William Goldman/Stephen King - The 'Hey reader, I'm talking to you!' concept.

I’m reading ‘The Princess Bride’ after finishing ‘From a Buick 8’ and having read many of both authors work, think that Goldman is the more manipulative and strangely therefore better writer; the central conceit of Princess Bride is awesome; as was the b’ball intro to ‘Brothers’ where Stephen King once was innovative in the narrative - (1st novel!) seems to be re-pedalling his (highly successsful and emotionally affective) schtick.

Yes, I’m comparing old with new, and I’ve bought and read and am a fan of both; but my central point is this;
Goldman is more WRITERLY than King. Marathon Man is a better novel than movie because Scilla’s identity takes time to be revealed, Kings novels are better than their filmed versions because the movies miss so much of the characterization; pity the mini-series is so frowned-upon.

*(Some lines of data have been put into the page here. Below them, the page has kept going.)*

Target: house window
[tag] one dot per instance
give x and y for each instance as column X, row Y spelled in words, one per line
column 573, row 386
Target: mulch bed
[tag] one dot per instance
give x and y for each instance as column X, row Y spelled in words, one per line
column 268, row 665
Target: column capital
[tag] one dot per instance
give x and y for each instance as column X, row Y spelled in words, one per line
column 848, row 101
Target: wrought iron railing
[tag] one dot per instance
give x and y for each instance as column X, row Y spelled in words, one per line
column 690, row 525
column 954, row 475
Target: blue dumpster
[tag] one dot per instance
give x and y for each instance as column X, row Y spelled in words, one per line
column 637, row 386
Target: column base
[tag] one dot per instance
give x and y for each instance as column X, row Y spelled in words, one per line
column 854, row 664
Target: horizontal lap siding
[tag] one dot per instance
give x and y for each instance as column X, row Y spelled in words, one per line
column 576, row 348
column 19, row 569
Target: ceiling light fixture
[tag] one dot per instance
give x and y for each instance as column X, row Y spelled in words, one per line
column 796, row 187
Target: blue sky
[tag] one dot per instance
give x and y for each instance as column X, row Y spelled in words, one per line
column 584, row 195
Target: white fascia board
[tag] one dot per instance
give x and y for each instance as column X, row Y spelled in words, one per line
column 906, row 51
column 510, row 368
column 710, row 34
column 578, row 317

BTW, my copy of the Morgenstern arrived a week ago - Goldman was right to abridge, but did he have to comment so much?

S. Rhosis composed a witty, action-filled response to the OP, but suddenly went off on an 83–yes, he said 83!!!–page tangent examining in minute detail the use of the superfluous comma by both Goldman and King, before returning to his brisk narrative.